According to Hewitt, the urban renewal programme allows four benefits, which are: a tax credit of up to 25 per cent of whatever the sum of the investment is. Therefore, if you invest J$100 million in, say, a business in Port Royal, you are able to get a tax credit of J$25 million. The second benefit is that whatever rental income is earned from that investment becomes tax-free. If one were to set up a factory in downtown Kingston and earn rental income, that income would become tax-free.

Thirdly, if you later dispose of the said property there are exemptions from transfer tax, and fourthly, as mentioned, one can access an urban renewal bond.

Hewitt continued: “The lenders of that bond will get the income from that loan tax-free to them which in turn allows the lender, ie the bank, to lend at a discounted rate because the institution can adjust for tax. In other words, it is a win-win situation. For example, my base lending rate today is 19.875 per cent. Corporate taxes are 32 1/3 per cent. So if one were to take advantage of this facility, instead of borrowing at my base rate, they would be borrowing at 13 1/4 per cent.”

The young corporate banker pointed out that more companies need to go this route, and that since Scotia completed the GraceKennedy transaction, it hasn’t done any similar deals. In other words, not many companies are knocking on its doors. In fact, it has three deals it is talking with parties to but Scotiabank is yet to get the green light on any of them.

Scotia has decided to take the merits of the programme to clients in an effort to see more projects take off in urban areas.

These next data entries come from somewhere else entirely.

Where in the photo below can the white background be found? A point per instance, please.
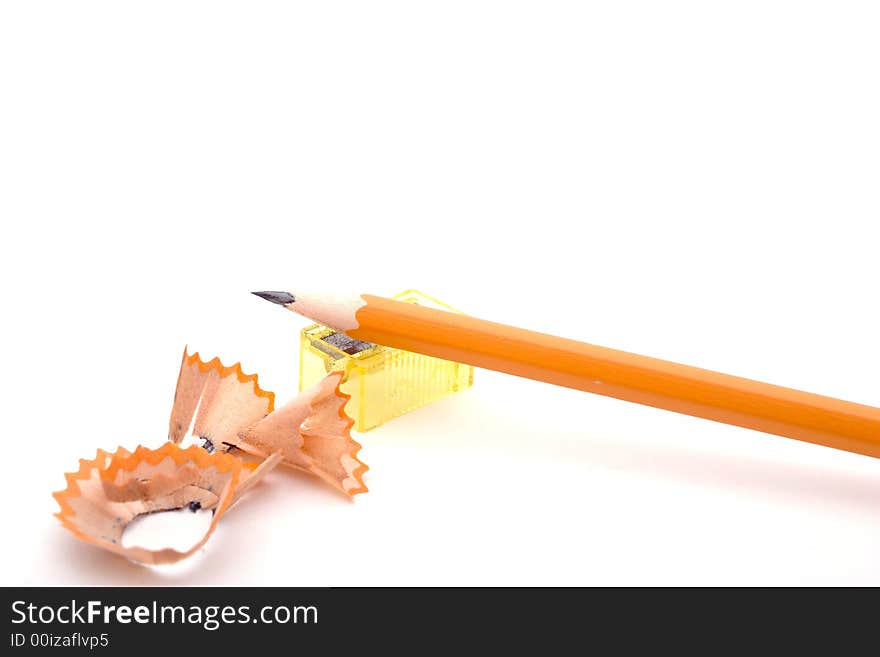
(693, 181)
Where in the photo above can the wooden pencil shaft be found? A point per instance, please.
(622, 375)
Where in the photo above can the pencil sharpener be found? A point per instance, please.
(383, 382)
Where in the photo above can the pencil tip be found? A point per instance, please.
(281, 298)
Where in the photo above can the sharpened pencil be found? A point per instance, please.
(649, 381)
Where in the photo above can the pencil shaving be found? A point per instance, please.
(108, 492)
(313, 434)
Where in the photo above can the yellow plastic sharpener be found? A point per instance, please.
(383, 382)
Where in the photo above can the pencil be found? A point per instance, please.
(649, 381)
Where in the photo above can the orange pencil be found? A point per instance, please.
(640, 379)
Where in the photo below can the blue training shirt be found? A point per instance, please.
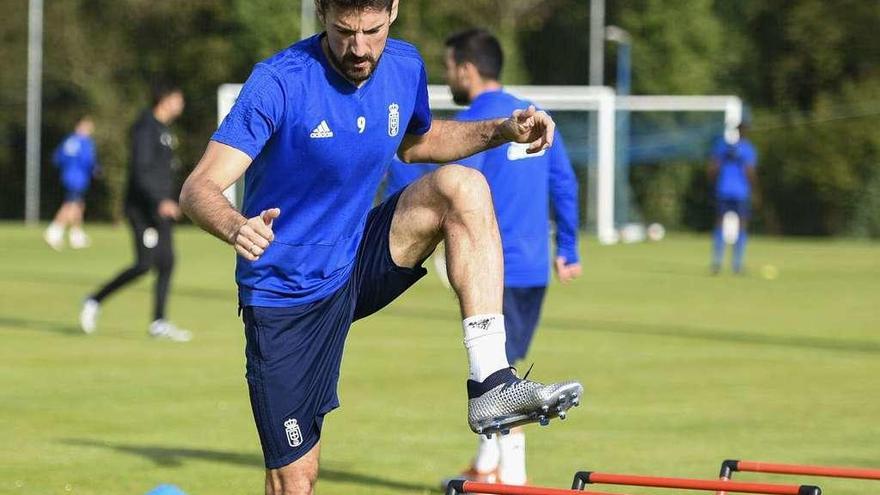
(320, 147)
(733, 162)
(76, 158)
(521, 185)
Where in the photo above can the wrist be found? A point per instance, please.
(236, 225)
(498, 136)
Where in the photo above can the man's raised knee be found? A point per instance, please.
(298, 485)
(457, 184)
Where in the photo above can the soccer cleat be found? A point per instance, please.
(54, 237)
(164, 329)
(88, 316)
(471, 474)
(79, 239)
(504, 401)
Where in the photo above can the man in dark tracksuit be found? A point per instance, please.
(150, 211)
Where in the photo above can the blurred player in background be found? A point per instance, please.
(151, 212)
(314, 131)
(77, 160)
(523, 187)
(732, 174)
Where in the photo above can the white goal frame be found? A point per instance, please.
(599, 99)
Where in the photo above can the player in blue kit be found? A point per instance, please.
(313, 131)
(77, 160)
(732, 172)
(523, 187)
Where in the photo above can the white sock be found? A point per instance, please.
(512, 462)
(484, 339)
(55, 229)
(487, 454)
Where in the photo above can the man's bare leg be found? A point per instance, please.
(296, 478)
(453, 204)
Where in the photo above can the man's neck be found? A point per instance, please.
(484, 87)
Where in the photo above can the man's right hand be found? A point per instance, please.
(254, 236)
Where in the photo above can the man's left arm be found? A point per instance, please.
(447, 141)
(564, 200)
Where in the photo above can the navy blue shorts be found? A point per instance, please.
(293, 354)
(522, 310)
(742, 207)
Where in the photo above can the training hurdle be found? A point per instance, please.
(583, 478)
(729, 467)
(458, 487)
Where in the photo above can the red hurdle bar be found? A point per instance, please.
(458, 487)
(728, 467)
(583, 478)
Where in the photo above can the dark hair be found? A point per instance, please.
(159, 90)
(480, 48)
(323, 5)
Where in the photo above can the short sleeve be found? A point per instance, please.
(257, 114)
(420, 121)
(718, 148)
(750, 155)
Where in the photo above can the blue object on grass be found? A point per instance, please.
(166, 490)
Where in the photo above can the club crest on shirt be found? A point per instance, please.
(393, 119)
(294, 434)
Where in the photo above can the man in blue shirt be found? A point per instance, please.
(732, 173)
(77, 161)
(313, 131)
(523, 186)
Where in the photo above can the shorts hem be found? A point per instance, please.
(294, 456)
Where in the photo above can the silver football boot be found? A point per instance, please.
(521, 402)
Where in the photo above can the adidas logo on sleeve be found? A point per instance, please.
(322, 131)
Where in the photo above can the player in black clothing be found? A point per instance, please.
(151, 211)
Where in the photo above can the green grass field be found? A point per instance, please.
(681, 371)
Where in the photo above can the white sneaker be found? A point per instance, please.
(88, 316)
(164, 329)
(54, 237)
(79, 239)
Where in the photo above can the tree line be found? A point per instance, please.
(808, 69)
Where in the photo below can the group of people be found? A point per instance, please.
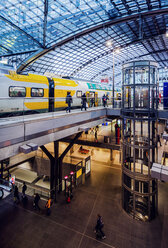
(99, 224)
(35, 201)
(69, 102)
(104, 100)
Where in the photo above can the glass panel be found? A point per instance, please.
(141, 75)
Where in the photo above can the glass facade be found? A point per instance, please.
(139, 144)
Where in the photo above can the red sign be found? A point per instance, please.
(104, 80)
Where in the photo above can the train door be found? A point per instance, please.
(96, 99)
(51, 95)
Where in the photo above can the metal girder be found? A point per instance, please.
(136, 57)
(110, 51)
(16, 54)
(21, 30)
(6, 50)
(45, 22)
(49, 155)
(41, 52)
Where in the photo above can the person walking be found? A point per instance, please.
(84, 100)
(107, 98)
(104, 100)
(96, 135)
(69, 102)
(99, 226)
(36, 202)
(16, 195)
(24, 188)
(158, 139)
(24, 197)
(48, 206)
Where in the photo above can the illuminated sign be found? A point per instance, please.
(79, 173)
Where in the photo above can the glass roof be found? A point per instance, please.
(72, 34)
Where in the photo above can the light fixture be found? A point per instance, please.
(109, 43)
(166, 34)
(117, 50)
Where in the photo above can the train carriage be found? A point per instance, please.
(31, 93)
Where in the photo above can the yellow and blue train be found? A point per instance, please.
(36, 93)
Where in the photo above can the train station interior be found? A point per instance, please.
(84, 123)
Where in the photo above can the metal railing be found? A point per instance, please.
(15, 106)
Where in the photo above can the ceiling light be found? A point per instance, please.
(117, 50)
(109, 43)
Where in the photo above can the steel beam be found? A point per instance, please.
(45, 22)
(90, 30)
(21, 30)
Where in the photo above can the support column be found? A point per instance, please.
(56, 155)
(111, 154)
(139, 120)
(52, 165)
(2, 169)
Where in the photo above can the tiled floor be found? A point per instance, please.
(71, 225)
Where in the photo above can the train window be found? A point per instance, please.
(37, 92)
(16, 91)
(78, 93)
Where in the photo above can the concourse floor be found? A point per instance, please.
(71, 225)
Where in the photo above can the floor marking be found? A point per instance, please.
(66, 227)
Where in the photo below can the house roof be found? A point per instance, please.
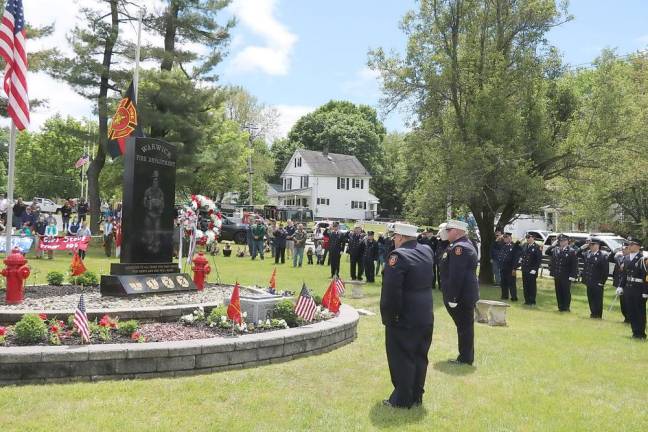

Nevertheless, it is meeting some push-back with concerns about security and the stigma associated with downtown Kingston.

Hewitt outlines the merits of downtown such as less congestion, good parking and easy access to the airport.

Over the last two months Scotiabank has ramped up its corporate and commercial loan book, seeing it add another J$5 billion since the imposition of the Jamaica Debt Exchange programme (JDX). It has made a conscious decision to go out and aggressively seek business as it weans itself off an over-reliance on interest income.

Senior Vice-President Corporate & Commercial Banking Wayne P Hewitt isencouraging businesses to move into urban areas and make the best of theincentives offered.